Tuesday, November 01, 2005


"But now it doesn't hurt." That's what a student said to me recently after I gave her a block to sit on in her Virasana (Hero's Pose). I sit with Virasana at some point every day, and I always sit on something because otherwise it would hurt.

From where has this idea come, this misconception that the re-union of the breath, mind and body is somehow supposed to be some sort of ancient physical torture? I'm not saying we shouldn't test our boundaries and edges and familiar comfort zones. If nothing else, we should practice that every day. We should make friends with our discomfort (different than pain) to avoid the endless clinging to or craving of our likes and dislikes. But who said anything about beating yourself up to the point of pain?

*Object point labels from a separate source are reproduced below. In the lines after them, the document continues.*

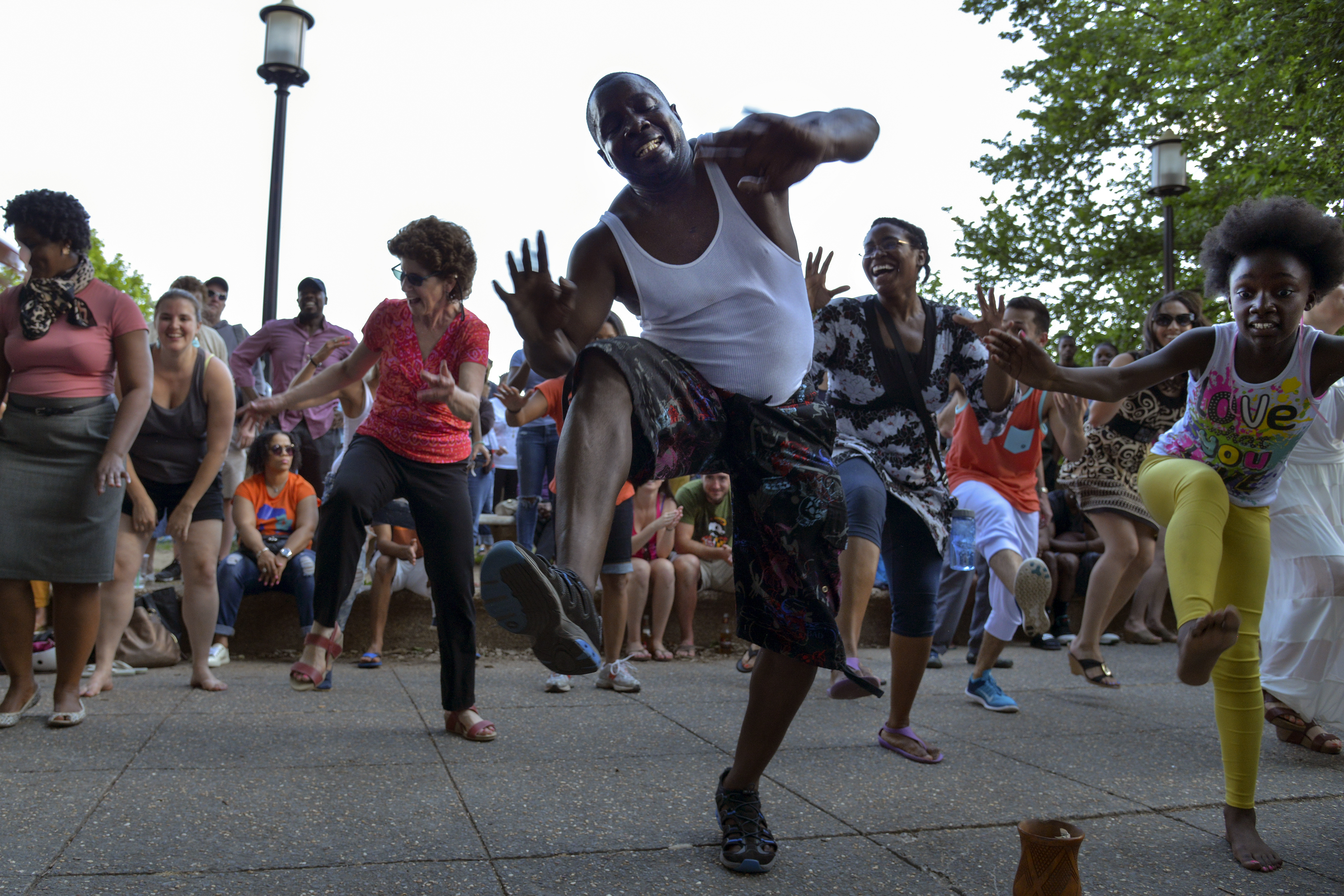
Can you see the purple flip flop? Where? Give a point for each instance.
(909, 733)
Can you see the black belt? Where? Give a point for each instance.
(52, 410)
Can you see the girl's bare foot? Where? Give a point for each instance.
(1248, 848)
(99, 682)
(1203, 641)
(206, 680)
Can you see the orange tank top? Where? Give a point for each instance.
(1008, 461)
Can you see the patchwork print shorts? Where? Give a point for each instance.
(788, 506)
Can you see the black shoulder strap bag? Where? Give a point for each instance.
(886, 361)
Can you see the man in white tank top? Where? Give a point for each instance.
(699, 244)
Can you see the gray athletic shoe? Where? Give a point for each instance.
(527, 596)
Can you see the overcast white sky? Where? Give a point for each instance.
(152, 115)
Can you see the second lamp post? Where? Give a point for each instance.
(1169, 180)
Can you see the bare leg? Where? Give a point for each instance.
(779, 687)
(687, 585)
(1108, 577)
(593, 461)
(17, 618)
(380, 598)
(74, 609)
(990, 651)
(201, 598)
(909, 659)
(636, 596)
(228, 533)
(116, 604)
(614, 613)
(858, 571)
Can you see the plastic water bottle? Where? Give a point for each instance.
(963, 538)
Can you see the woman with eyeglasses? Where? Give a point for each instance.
(276, 514)
(416, 445)
(886, 449)
(1105, 483)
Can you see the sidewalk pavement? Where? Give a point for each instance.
(358, 790)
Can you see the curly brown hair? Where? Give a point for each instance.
(443, 248)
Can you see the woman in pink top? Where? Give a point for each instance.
(414, 445)
(62, 443)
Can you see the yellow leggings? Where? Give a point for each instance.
(1217, 555)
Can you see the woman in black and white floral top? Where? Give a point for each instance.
(896, 492)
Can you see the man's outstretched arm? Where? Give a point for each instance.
(773, 152)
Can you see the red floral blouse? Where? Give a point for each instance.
(428, 433)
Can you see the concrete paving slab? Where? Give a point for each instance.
(105, 743)
(880, 792)
(1129, 856)
(635, 802)
(289, 741)
(441, 879)
(228, 820)
(540, 734)
(1308, 834)
(837, 864)
(41, 811)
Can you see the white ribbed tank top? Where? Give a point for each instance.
(738, 314)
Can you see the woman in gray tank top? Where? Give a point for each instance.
(174, 471)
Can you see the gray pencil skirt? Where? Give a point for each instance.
(54, 526)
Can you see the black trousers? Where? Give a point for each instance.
(372, 476)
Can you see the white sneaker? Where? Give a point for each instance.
(617, 676)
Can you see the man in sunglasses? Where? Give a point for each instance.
(292, 344)
(701, 245)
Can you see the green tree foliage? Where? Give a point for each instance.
(1253, 87)
(117, 273)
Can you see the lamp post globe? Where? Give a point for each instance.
(1169, 179)
(283, 65)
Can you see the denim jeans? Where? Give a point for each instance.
(537, 448)
(480, 490)
(238, 575)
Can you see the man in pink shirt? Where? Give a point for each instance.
(292, 344)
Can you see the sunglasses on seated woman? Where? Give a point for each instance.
(414, 280)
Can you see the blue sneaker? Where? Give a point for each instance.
(990, 695)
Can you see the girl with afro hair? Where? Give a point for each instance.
(1254, 389)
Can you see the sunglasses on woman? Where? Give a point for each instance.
(414, 280)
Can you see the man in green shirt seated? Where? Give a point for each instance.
(703, 549)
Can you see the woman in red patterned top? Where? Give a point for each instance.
(414, 445)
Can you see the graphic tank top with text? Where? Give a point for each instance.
(1245, 430)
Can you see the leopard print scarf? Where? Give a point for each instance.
(42, 301)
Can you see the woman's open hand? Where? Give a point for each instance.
(112, 473)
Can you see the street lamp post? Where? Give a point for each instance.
(283, 66)
(1169, 180)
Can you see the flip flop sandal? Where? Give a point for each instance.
(1280, 715)
(1084, 667)
(909, 733)
(1315, 738)
(847, 688)
(306, 677)
(455, 726)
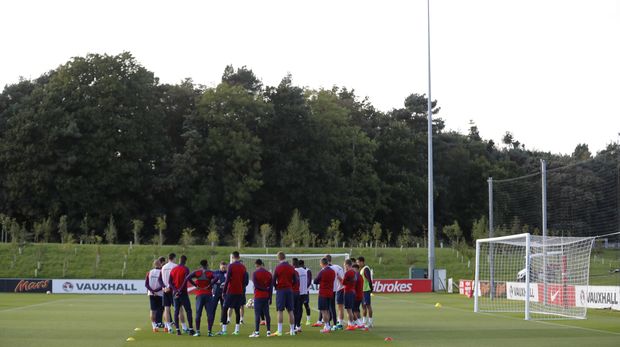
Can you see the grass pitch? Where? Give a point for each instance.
(411, 320)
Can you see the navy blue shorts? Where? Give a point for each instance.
(183, 300)
(366, 300)
(168, 299)
(233, 300)
(324, 303)
(356, 306)
(155, 302)
(349, 301)
(340, 297)
(284, 300)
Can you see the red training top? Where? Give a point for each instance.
(349, 281)
(204, 280)
(359, 288)
(236, 279)
(325, 280)
(284, 276)
(262, 283)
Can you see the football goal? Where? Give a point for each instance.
(533, 275)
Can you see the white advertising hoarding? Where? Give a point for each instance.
(85, 286)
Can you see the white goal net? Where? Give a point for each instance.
(533, 275)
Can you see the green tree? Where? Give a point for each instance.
(63, 229)
(404, 238)
(85, 137)
(187, 237)
(265, 232)
(160, 226)
(376, 233)
(213, 235)
(137, 226)
(334, 232)
(239, 231)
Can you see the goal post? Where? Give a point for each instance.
(533, 275)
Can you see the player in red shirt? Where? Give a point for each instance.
(202, 279)
(234, 287)
(179, 293)
(284, 277)
(359, 297)
(349, 282)
(262, 280)
(325, 280)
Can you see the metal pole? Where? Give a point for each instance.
(491, 232)
(431, 226)
(490, 182)
(527, 276)
(543, 183)
(477, 276)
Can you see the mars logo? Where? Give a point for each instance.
(67, 287)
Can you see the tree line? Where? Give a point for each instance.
(99, 150)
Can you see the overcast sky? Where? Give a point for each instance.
(546, 70)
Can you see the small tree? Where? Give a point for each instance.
(453, 232)
(137, 226)
(240, 229)
(376, 233)
(37, 227)
(265, 231)
(212, 234)
(110, 232)
(62, 228)
(334, 232)
(295, 232)
(305, 233)
(84, 228)
(161, 225)
(187, 237)
(404, 239)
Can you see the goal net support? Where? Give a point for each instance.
(533, 275)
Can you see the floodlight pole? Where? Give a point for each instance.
(431, 215)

Every day I roll out my mat, and I challenge myself both in the way I move but also in the way choose not to move. If I am mindful, patient, and present I can move deeper into shapes, and maybe end up somewhere new. If I'm ambitious or goal-driven, and go to the places where I'm in pain - well pain usually leads to injury or, worse, thinking rather than breathing.

Isn't there enough daily pain and suffering? Why not embrace yoga as a way to lessen the pain and suffering, and increase the boundless joy? Can my practice teach me to laugh more and grunt less?

Tall order?

Something tells me I'll be teaching a lot of Virasana for the next chunk of time.

"sthira sukham asanam" our connection to the earth (i.e. the seat or the 'yoga pose') should be steady and joyful. - Sutra II.46

1 comment:

Rod said...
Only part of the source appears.